As was the custom of Hammer Films prior to becoming the premiere company in the world of horror movies, the studio imported a well known name from Hollywood to star in many of their low budget Noir thrillers or in Spaceways a mixture of murder and top secret rocket launches. The actor in this case being Washington born, Howard Duff. Duff does indeed play an American in the film who is an engineer on loan from the good ole U.S. of A. to assist the Brits in launching a rocket ship into the stratosphere in order to drop a satellite that will circle the globe every two minutes.

Duff and his crew of scientists include Andrew Osborn, Michael Medwin and the lovely, Eva Bartok, who everyone in the film’s cast knows is in love with Duff’s quiet steadfast scientist. Aside from the difficulties of launching a rocket into space, Duff’s having some major issues with his wife, Cecile Chevreau, who wants to party and live a life of luxury as opposed to being tied down on a top secret military base. She’s also got a roving eye that’s landed squarely on Duff’s second, Osborn.

There appears to be a race to space and with the military involvement it shouldn’t come as a surprise to hear that space can offer a strategic placement for the ever popular atomic weapon. At a “B” film running time of just 76 minutes it’s time to get the mystery on the launch pad moving.
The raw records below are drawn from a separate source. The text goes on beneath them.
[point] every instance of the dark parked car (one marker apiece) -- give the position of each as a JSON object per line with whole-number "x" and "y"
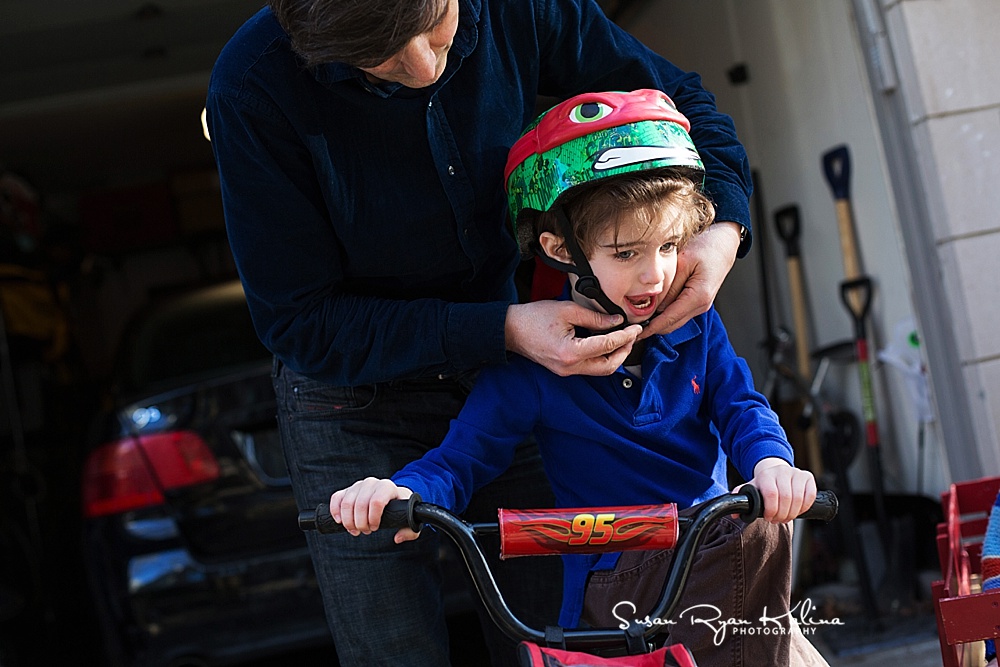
{"x": 190, "y": 537}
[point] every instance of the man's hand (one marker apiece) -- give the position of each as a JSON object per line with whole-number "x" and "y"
{"x": 545, "y": 332}
{"x": 358, "y": 508}
{"x": 702, "y": 266}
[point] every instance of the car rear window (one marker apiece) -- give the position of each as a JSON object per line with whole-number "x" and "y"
{"x": 202, "y": 336}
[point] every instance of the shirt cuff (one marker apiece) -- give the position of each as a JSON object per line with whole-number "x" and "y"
{"x": 732, "y": 205}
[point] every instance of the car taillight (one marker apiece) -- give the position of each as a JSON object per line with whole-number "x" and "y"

When the next rocket heading into space fails and both Osborn and Chevreau are missing from the base all eyes are turning towards Duff.
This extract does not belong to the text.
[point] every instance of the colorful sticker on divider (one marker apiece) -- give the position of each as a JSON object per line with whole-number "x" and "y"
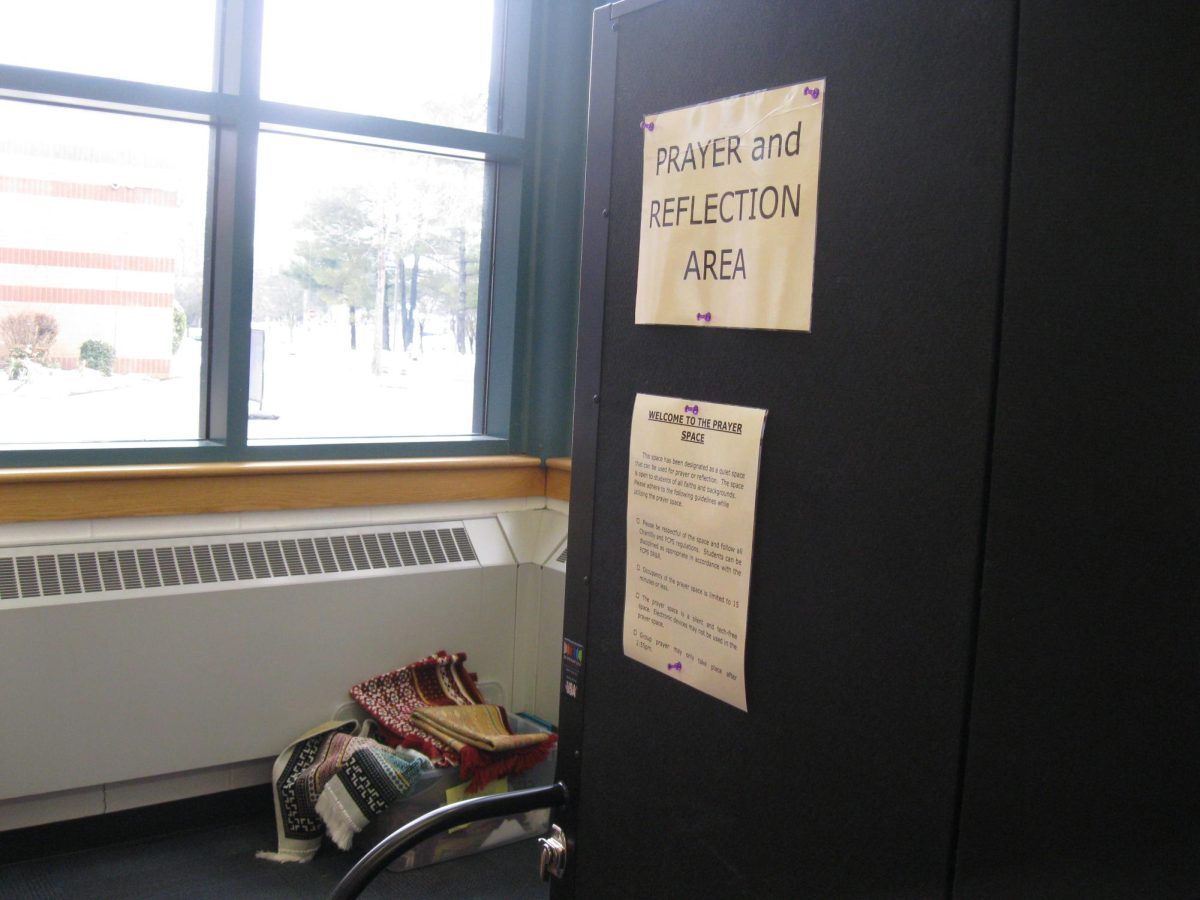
{"x": 573, "y": 667}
Alan Wheatley enters our story at first undercover as Osborn’s replacement but will quickly be unveiled as a military inspector looking to pin the launch failure on Duff as well as a couple of murders. If you’re a fan of all things Sherwood, then you may recall Wheatley playing the Sheriff of Nottingham in the Richard Greene/Robin Hood series of the 1950’s. His thinking is that Duff released some of the fuel prior to the rocket launch and stuffed the bodies of his wife and her lover on board the spaceship sending them into space, never to be recovered. Pretty nifty way to do away with bodies and any connecting evidence.
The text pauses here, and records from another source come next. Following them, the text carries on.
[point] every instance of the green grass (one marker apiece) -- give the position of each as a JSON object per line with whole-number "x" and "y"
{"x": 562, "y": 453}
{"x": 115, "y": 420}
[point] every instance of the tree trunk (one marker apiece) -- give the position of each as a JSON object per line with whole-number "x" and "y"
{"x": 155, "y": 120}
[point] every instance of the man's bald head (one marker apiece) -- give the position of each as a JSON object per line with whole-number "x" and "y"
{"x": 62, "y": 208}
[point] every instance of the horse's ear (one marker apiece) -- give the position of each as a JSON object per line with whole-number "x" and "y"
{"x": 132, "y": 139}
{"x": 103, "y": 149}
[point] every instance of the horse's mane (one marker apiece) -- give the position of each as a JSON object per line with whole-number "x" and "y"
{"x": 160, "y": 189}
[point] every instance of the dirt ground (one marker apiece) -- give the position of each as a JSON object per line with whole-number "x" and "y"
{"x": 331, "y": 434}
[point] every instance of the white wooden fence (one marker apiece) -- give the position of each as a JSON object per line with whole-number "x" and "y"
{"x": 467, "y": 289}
As we’re in England, I’d suggest we send a man to 221B Baker Street and enquire if Sherlock Holmes and the good Dr. Watson might be available to take on the case.

Espionage is soon to rear it’s head just as the pressure is getting to Duff. Thankfully with his wife quite possibly out of the picture, he might begin to realize it’s Miss Bartok who is the one who loves him and is more than happy to hang out in the science lab with him. As a matter of fact she’s even willing to fly into orbit alongside the man of her dreams knowing they may never survive the ordeal just to prove his innocence.

Truthfully there is very little to recommend this feature outside of it’s Hammer Films status or for those who might happen to be a fan of either Howard Duff or Miss Bartok. Hammer fans will be sure to recognize three major contributors to the studio’s eventual success in the opening credits. The film was produced by 26 year old Michael Carreras who would go on to produce a good number of both Hammer’s successes and failures. From the highs of 1958’s Horror of Dracula to the lows of 1969’s Moon Zero Two. He’d even direct a handful of titles, The Lost Continent and Shatter among them.

Then there’s the director of Spaceways, Terence Fisher. Hammer fans know that without Fisher the studio may never have achieved the highs they would reach once Fisher was assigned to breathe new life into the classic monsters of Universal Studios. Fisher would direct Spaceways and some of those early 1950’s Noir efforts from Hammer like Stolen Face with Lizabeth Scott and Wings of Danger featuring Zachary Scott before going on to helm the studio’s first run of what are now considered classics of the horror genre, The Curse of Frankenstein, Horror of Dracula, The Mummy, Hound of the Baskervilles, Brides of Dracula and The Curse of the Werewolf. He’d mainly stay with the studio for the balance of his career directing his last film and the studios final go around for the Baron, 1974’s Frankenstein and the Monster From Hell.

The third name that fans will spot in the opening credits is that of Jimmy Sangster. He’s listed as the Assistant Director. While Sangster did in fact direct three of Hammer’s latter flicks, Horror of Frankenstein, Lust For a Vampire and Fear in the Night, he’s noted more for his writing credits. His first writing gig for the studio was on 1956’s X … The Unknown and from there penned a good many of the studios successes. The Fisher directed titles, The Curse of Frankenstein, Horror of Dracula, The Mummy and many of the Hitchcock themed thrillers they released post Psycho. Maniac, Paranoiac, Scream of Fear and The Nanny.

I guess if you’re a completist as I profess to be on many topics and genres when it comes to movies, then Spaceways should be added to your watch list if the Studio That Dripped Blood is a favorite era of movie making with you as it is with me. I picked up a copy of Spaceways on DVD via an Image Entertainment release if you’re looking for a copy.